"Why are we here Still Waters. I miss our ocean setting"
"We are here because there are others who need to speak to you" he replies
Out of the shadows come people I recognize. People who over the years I've had disagreements with or words with. I cringe. Uh oh...I thought. This isn't going to be easy.
Still Waters says "Don't be afraid...go with it"
So I do. One by one they come towards me and when I think that they will start to berate me instead they smile. And then they tell me what a lesson they learned from our experience together. How the lesson changed their lives and what they continued to do with that lesson. I am in shock and in tears. I have held onto so much pain....and it is a great release.
Slowly they disappear and Still Waters asks me "So what have you learned from those experiences"?
I look at him. The dawning of this message comes loud and clear. I have held onto the pain instead of working through it. Instead of realizing and understanding the great gift of each situation. I am stunned.
"I guess I have some work to do"....I reply
"The word work makes it sound like something to do that is unwanted. Turn it around...look at it differently. These were all gifts to you and to them. Grow from them. But then let them be. Don't hang onto them. You've held on too long. Like your Master says....Go and sin no more. Forgiveness of self is what is needed."

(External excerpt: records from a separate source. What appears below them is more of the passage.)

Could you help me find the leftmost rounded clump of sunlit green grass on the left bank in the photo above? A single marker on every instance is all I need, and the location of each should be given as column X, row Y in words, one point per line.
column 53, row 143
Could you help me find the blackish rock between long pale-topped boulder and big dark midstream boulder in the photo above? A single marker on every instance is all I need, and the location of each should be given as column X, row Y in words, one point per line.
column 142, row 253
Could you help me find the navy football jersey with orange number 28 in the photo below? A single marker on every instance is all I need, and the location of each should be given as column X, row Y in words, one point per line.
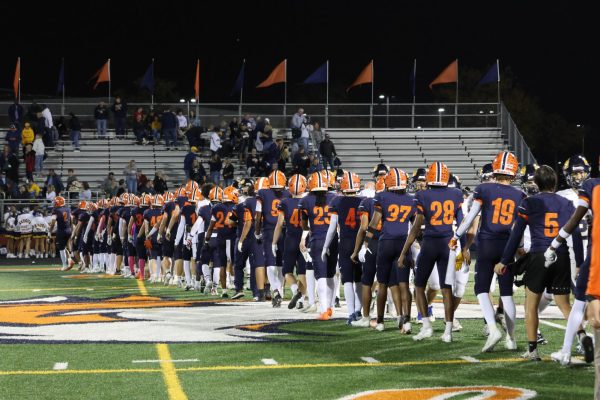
column 440, row 206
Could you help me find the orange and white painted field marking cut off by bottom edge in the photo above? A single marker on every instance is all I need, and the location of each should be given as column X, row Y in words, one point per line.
column 444, row 393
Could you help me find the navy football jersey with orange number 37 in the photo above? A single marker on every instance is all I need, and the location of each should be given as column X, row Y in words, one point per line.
column 396, row 212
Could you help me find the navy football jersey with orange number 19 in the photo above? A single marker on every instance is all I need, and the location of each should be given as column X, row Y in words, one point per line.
column 499, row 204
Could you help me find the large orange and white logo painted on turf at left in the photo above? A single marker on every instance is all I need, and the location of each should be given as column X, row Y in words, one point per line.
column 134, row 319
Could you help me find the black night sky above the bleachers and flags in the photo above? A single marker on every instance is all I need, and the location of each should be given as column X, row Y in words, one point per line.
column 548, row 46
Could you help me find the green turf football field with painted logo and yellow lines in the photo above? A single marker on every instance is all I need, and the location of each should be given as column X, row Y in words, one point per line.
column 108, row 338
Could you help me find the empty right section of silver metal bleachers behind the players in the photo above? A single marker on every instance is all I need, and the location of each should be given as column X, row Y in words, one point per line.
column 463, row 150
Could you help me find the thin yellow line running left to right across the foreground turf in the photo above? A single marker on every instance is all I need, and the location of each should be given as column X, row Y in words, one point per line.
column 167, row 356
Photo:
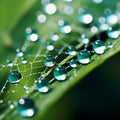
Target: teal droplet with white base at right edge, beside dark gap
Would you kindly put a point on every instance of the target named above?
(113, 33)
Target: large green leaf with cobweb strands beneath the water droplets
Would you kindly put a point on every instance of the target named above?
(13, 24)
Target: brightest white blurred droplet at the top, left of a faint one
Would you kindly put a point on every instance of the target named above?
(50, 8)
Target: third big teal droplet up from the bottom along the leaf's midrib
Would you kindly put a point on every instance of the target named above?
(60, 73)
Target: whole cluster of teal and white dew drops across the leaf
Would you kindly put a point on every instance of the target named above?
(25, 106)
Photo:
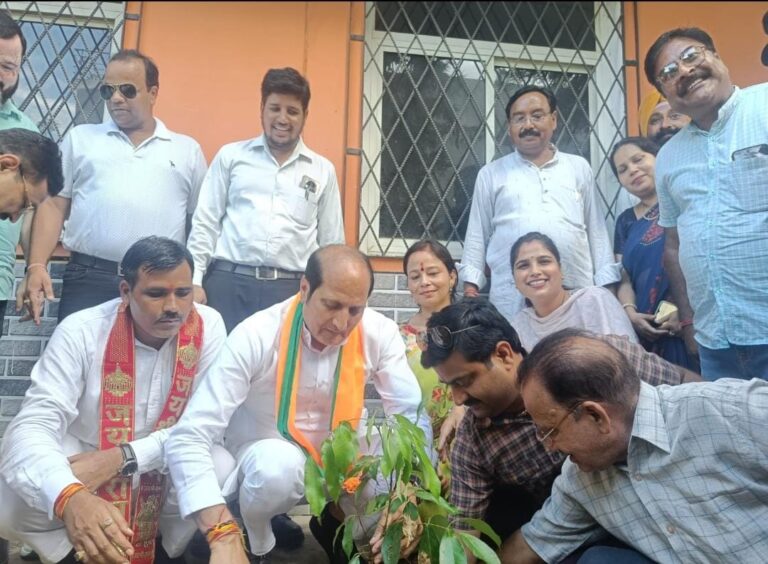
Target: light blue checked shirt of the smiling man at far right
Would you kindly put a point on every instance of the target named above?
(716, 194)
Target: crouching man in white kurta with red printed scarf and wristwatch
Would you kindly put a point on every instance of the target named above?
(61, 414)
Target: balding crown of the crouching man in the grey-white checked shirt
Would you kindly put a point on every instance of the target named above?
(574, 366)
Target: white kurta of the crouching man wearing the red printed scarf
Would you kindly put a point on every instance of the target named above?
(65, 400)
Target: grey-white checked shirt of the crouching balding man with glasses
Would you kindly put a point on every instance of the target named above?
(694, 487)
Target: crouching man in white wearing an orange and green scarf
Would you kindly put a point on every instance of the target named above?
(329, 316)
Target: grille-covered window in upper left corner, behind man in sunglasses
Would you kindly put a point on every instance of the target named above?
(68, 47)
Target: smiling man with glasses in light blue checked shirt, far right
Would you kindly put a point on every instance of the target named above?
(712, 181)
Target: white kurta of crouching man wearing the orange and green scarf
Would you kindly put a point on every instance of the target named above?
(238, 396)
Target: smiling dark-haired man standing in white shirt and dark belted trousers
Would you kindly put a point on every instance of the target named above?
(266, 204)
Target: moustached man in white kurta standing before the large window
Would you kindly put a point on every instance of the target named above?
(535, 188)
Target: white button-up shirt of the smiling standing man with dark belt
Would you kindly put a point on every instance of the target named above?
(257, 212)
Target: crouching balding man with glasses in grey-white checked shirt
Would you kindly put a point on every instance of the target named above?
(677, 473)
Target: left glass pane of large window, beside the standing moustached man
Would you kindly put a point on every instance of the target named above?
(433, 144)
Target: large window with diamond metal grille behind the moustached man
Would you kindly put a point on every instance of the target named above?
(438, 76)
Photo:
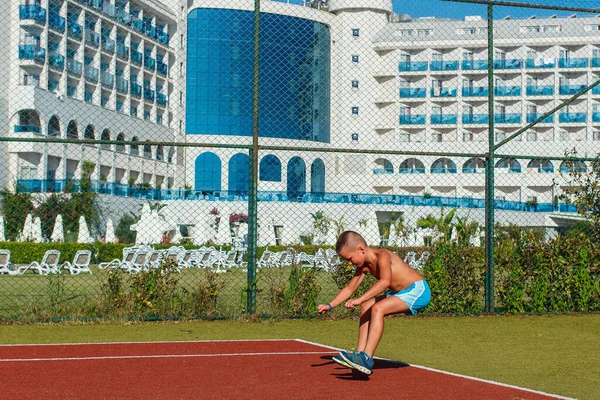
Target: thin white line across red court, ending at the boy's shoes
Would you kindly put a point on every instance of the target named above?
(8, 360)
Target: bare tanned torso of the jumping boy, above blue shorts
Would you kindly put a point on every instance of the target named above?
(402, 275)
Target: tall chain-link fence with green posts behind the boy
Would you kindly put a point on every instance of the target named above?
(199, 159)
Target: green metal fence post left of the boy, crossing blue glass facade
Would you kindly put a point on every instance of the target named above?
(252, 195)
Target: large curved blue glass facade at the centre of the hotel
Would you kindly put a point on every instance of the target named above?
(294, 75)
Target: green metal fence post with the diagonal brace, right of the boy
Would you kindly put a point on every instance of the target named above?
(489, 174)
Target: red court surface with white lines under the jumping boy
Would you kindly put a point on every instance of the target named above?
(278, 369)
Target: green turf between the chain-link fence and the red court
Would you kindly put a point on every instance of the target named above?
(556, 354)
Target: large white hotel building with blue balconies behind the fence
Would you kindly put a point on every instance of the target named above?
(352, 75)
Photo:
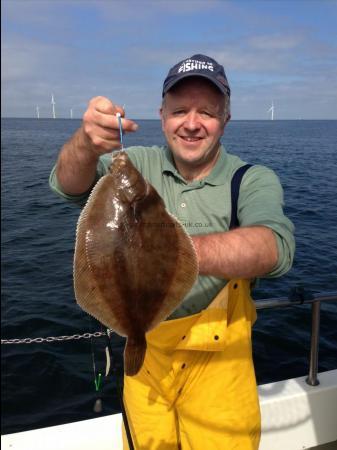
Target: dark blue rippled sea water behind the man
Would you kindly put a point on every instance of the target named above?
(51, 383)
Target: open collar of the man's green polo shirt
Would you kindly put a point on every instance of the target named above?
(217, 176)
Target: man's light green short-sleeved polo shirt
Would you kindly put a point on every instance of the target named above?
(204, 207)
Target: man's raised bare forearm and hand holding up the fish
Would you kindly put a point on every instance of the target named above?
(99, 134)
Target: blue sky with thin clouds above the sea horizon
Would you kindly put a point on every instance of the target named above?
(283, 52)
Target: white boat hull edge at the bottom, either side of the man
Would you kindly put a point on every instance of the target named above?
(295, 416)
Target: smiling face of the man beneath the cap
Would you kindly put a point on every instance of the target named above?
(193, 122)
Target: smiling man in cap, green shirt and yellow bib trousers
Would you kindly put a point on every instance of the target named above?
(196, 389)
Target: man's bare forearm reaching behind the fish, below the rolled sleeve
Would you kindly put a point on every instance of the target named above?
(247, 252)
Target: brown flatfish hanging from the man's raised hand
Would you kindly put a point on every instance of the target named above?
(134, 262)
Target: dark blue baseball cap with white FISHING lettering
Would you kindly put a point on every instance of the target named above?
(201, 66)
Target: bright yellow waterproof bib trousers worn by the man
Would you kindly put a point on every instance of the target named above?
(197, 389)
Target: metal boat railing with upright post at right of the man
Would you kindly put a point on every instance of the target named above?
(299, 296)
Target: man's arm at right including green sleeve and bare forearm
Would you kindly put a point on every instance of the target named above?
(263, 245)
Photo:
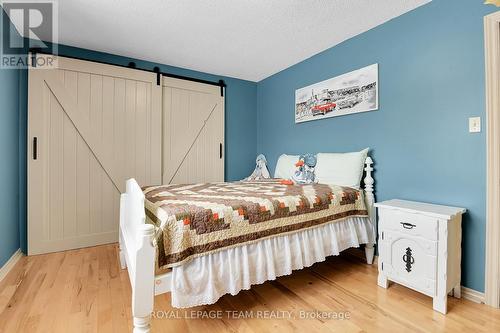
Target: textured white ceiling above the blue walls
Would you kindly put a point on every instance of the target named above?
(247, 39)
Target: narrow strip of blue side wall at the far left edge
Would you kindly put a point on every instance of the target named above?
(9, 165)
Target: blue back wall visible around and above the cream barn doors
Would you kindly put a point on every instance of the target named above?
(240, 122)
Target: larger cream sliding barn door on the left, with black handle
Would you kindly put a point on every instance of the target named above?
(90, 127)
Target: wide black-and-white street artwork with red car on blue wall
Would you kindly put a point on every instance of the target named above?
(353, 92)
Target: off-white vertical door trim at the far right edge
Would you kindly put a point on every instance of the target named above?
(492, 58)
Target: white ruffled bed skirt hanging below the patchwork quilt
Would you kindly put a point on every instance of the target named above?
(205, 279)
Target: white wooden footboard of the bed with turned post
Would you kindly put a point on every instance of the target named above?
(137, 253)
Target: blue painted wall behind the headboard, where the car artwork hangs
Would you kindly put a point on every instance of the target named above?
(431, 79)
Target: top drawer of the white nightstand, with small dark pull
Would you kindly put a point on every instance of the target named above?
(409, 224)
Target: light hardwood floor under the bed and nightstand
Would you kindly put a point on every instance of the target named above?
(85, 291)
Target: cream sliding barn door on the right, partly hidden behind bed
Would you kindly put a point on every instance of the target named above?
(193, 132)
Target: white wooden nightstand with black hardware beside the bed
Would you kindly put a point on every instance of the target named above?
(419, 247)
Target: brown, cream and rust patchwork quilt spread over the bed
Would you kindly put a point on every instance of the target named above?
(193, 220)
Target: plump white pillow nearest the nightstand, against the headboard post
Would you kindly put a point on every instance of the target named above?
(344, 169)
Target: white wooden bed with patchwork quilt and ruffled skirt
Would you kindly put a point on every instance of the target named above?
(201, 241)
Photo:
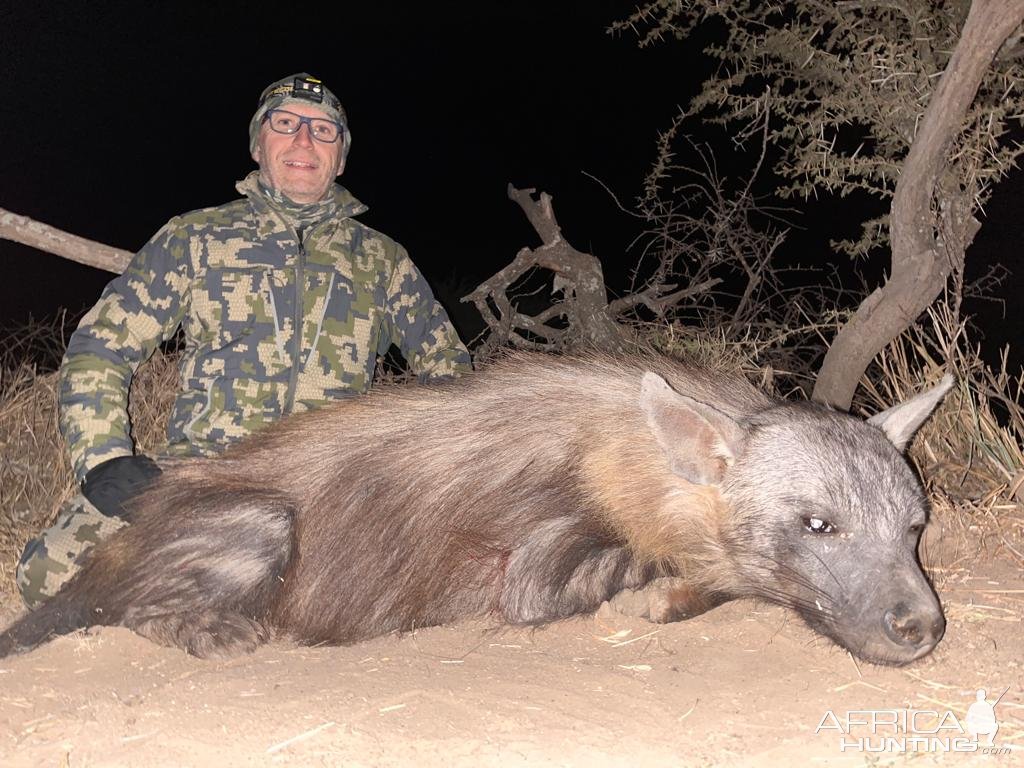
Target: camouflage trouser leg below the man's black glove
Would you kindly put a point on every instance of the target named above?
(53, 558)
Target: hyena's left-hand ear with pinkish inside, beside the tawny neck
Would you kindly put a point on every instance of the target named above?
(700, 441)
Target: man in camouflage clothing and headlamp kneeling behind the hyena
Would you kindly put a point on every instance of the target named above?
(285, 302)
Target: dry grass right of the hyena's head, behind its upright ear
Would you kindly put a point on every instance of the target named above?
(971, 453)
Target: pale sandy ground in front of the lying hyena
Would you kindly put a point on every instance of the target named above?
(745, 685)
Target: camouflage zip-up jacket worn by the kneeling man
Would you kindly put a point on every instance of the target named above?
(272, 325)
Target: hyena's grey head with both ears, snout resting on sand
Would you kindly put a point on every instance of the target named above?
(825, 515)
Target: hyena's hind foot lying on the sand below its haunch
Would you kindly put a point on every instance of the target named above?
(206, 634)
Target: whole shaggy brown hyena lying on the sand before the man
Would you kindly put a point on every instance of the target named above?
(532, 491)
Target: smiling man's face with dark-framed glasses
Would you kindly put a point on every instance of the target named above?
(296, 164)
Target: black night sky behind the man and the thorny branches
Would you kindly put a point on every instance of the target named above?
(117, 117)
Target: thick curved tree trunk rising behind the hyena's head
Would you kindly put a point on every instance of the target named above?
(921, 265)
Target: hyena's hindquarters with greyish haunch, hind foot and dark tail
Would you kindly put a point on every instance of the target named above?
(202, 580)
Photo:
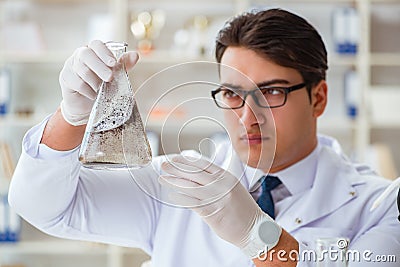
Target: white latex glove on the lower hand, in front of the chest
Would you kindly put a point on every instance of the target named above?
(219, 198)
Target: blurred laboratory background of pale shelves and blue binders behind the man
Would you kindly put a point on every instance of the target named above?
(175, 39)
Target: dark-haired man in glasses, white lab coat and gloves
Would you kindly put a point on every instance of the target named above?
(187, 211)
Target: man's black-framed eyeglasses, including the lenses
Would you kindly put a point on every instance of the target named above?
(265, 97)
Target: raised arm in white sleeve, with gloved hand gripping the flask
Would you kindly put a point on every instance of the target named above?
(52, 191)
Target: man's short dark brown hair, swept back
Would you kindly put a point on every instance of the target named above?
(280, 36)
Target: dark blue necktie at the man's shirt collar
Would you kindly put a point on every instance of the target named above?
(265, 200)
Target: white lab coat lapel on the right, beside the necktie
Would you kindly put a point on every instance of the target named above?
(332, 189)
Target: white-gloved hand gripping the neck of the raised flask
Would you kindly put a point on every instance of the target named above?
(82, 76)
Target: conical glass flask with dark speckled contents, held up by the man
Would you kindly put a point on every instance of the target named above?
(114, 136)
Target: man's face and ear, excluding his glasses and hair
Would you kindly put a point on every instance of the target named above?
(256, 132)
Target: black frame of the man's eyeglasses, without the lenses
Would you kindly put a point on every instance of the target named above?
(252, 93)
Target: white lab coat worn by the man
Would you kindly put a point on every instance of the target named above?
(59, 197)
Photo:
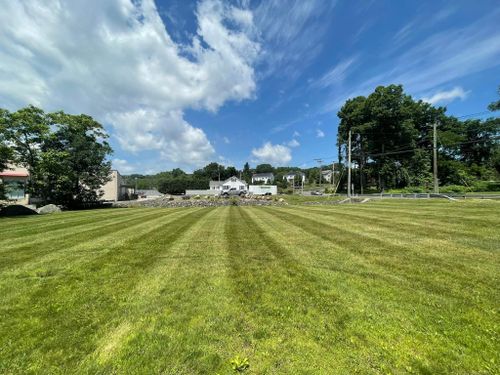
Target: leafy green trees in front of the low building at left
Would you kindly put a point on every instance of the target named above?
(66, 155)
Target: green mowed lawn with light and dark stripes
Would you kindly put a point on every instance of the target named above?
(389, 287)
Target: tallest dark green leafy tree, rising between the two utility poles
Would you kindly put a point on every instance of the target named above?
(386, 126)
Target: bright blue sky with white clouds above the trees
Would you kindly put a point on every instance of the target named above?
(179, 83)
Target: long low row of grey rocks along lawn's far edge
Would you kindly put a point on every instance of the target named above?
(204, 202)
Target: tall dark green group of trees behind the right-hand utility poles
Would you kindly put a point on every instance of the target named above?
(392, 142)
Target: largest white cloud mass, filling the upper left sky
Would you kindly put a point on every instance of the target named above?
(116, 61)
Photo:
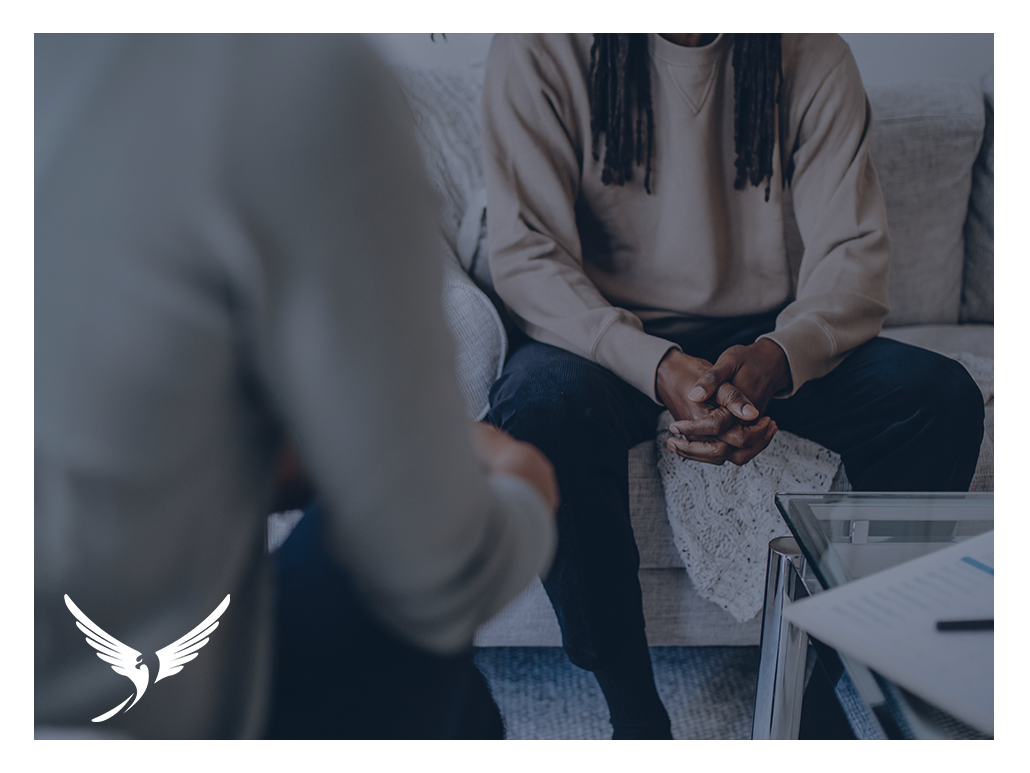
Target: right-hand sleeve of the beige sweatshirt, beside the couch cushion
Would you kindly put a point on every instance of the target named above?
(842, 296)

He goes on...."Your life is a symphony unfinished. There are the lows of it and the highs of it. The sound sometimes soft and sometimes brash. If you were perfect...if anyone was perfect...what would you learn from that? Nothing. You are not the Master....."
He grabs my hand and we start to walk away from the bonfire.
I ask him "Why am I dressed so ceremoniously?"
He smiles and a doorway appears right before us that wasn't there a second ago...
"Step in and you will see..."
I hesitantly open the cracked door wider and step inside. An orchestra awaits and starts to play....sweet, sweet music that brings me to tears.
Still Waters says....."This is you...isn't it beautiful?"
You write some gorgeous stuff Terri. Your storytelling imagery is clear, compelling, memorable. I wish it were my journey as it is an enviable one; at least I get to read it.